Single by Camila

from the album Todo Cambió
- Released: March 13, 2006
- Genre: Latin pop
- Length: 3:46
- Label: Norte
- Songwriter: Mario Domm
- Producer: Mario Domm

Camila singles chronology
|  | "Abrázame" (2006) | ""Coleccionista de Canciones"" (2007) |

= Abrázame =

"Abrázame" (Eng.: "Hold Me") is a song by Mexican band Camila. It was released in March 13, 2006, as the first single from the album Todo Cambió. In 2008, the song was re-recorded with Brazilian pop singer Wanessa and included on her album Total and also as a bonus track on the Brazilian pressings of Todo Cambió.

==Remix version==
The band recorded a Spanish-Portuguese version with Brazilian singer Wanessa Camargo.
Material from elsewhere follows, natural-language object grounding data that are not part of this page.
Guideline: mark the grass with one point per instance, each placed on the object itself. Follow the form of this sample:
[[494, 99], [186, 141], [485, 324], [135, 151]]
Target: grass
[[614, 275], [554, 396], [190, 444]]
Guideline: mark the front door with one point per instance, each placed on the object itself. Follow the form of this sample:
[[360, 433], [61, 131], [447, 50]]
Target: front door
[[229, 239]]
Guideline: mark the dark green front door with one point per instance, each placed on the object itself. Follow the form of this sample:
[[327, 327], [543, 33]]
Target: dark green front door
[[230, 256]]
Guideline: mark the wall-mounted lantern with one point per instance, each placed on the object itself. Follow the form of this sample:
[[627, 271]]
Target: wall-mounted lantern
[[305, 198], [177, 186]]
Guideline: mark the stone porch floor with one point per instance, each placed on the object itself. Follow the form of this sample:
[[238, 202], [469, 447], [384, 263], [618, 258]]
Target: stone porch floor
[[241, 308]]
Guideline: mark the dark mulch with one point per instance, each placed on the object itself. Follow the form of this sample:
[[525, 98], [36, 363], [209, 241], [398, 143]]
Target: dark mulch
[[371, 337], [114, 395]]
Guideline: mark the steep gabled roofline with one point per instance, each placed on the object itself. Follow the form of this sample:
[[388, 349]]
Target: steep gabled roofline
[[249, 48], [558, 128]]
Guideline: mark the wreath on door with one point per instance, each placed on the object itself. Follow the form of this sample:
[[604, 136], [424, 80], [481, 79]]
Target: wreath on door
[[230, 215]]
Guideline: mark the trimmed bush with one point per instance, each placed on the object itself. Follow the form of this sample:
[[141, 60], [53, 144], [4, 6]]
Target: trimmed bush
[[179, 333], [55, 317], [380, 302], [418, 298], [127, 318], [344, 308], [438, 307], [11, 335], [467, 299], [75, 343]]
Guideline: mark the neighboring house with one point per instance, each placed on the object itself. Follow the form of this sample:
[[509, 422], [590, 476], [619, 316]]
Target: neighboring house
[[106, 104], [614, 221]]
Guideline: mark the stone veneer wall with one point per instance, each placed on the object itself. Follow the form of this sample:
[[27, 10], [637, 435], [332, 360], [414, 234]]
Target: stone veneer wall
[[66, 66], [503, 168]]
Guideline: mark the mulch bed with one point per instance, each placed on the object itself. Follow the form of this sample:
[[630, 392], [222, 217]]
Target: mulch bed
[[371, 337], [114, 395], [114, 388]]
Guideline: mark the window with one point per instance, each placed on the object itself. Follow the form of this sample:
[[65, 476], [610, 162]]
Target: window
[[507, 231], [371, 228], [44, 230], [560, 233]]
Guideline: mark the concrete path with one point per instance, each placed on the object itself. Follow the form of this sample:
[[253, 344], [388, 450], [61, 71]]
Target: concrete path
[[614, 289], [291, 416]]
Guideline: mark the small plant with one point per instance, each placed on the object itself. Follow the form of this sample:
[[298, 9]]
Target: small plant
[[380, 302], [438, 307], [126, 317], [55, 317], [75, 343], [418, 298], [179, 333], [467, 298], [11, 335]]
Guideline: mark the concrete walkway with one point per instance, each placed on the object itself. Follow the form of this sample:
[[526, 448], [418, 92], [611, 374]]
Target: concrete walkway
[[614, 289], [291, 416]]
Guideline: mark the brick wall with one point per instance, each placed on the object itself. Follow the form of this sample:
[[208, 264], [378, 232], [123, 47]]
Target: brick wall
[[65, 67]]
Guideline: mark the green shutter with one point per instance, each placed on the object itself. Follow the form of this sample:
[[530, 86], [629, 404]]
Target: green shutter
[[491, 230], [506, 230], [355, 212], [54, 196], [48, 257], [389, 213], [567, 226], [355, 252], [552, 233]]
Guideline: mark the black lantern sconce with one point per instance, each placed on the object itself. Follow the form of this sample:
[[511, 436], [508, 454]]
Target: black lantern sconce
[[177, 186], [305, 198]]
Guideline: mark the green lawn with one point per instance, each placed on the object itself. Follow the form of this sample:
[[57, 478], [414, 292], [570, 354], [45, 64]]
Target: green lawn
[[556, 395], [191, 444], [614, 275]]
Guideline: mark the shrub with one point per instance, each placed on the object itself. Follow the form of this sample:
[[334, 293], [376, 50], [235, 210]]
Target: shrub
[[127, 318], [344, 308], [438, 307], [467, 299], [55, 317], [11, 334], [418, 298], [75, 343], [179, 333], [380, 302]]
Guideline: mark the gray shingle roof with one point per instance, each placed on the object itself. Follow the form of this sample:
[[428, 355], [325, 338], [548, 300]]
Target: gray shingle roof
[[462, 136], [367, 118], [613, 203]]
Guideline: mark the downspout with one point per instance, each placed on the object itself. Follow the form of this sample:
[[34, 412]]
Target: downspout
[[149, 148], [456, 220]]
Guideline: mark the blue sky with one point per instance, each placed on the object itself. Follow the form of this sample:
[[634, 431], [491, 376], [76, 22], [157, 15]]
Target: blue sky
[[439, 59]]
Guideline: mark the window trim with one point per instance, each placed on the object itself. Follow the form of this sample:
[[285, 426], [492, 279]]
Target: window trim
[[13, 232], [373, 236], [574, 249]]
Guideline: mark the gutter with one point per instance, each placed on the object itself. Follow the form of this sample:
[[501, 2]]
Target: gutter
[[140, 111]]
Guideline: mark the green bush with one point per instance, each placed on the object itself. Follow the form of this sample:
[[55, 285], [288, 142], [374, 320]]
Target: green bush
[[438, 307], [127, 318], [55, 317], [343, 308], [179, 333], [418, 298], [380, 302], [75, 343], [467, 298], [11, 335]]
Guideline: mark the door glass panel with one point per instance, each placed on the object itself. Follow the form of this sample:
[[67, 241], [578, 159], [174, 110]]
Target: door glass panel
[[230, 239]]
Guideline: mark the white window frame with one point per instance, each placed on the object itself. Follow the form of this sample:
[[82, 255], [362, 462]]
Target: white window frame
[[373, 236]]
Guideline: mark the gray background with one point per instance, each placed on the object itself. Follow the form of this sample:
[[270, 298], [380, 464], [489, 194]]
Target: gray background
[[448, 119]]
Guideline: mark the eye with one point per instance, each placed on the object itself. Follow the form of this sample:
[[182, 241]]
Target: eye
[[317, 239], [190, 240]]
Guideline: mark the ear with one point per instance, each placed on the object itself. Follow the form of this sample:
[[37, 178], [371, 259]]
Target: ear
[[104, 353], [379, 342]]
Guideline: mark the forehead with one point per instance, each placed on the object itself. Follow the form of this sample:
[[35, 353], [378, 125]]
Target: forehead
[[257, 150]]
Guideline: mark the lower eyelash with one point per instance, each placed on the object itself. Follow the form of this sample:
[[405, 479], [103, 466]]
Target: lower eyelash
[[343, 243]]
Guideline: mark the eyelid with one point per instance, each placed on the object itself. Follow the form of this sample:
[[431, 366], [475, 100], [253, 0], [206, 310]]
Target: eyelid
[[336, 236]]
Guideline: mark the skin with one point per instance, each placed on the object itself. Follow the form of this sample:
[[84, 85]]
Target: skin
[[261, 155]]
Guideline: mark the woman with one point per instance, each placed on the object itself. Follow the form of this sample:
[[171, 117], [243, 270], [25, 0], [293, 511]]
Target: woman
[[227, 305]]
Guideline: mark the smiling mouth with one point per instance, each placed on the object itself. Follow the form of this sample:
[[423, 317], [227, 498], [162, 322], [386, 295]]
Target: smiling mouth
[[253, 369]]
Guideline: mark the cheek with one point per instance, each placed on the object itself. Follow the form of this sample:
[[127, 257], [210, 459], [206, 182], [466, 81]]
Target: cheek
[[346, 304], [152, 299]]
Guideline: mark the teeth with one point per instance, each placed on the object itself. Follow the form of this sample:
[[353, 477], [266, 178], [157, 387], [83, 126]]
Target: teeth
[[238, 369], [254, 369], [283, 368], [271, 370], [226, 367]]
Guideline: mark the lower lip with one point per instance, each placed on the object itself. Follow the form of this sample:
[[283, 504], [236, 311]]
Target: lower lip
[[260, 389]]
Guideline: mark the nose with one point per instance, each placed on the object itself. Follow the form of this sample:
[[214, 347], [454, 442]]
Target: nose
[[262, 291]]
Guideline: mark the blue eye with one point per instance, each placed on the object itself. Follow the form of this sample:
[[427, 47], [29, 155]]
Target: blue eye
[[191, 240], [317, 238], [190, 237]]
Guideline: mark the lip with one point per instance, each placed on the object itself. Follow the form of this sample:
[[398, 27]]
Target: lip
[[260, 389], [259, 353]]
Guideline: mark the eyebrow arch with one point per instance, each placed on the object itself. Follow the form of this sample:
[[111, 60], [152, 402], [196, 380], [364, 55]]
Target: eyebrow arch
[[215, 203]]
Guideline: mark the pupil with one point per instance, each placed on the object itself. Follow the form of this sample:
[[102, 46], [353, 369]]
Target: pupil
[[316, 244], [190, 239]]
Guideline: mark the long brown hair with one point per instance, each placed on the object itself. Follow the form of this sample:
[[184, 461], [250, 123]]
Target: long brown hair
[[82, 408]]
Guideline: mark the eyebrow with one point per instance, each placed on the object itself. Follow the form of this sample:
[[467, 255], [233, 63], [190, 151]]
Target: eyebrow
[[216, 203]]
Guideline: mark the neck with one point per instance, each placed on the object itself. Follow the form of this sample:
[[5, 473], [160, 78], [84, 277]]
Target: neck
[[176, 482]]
The version was released as single on 14 May 2008 from Brazilian version of Todo Cambió to promote the band in the country, and also included in the re-release of Wanessa's fifth studio album Total (2008).

== Charts ==

| Chart | Peak position |
|---|---|
| Argentina Top 100 | 2 |
| Chile Top 100 | 1 |
| Colombia Top 40 | 1 |
| United States Billboard Latin Songs | 30 |
| United States Billboard Latin Pop Songs | 8 |
| Mexico Mexican Singles Chart | 2 |
| Peru Top 20 Ranking | 1 |

===Certifications===

| Region | Certification | Certified units/sales |
| Mexico (AMPROFON) Ringtone | Platinum | 25,000^{*} |
^{*} Sales figures based on certification alone.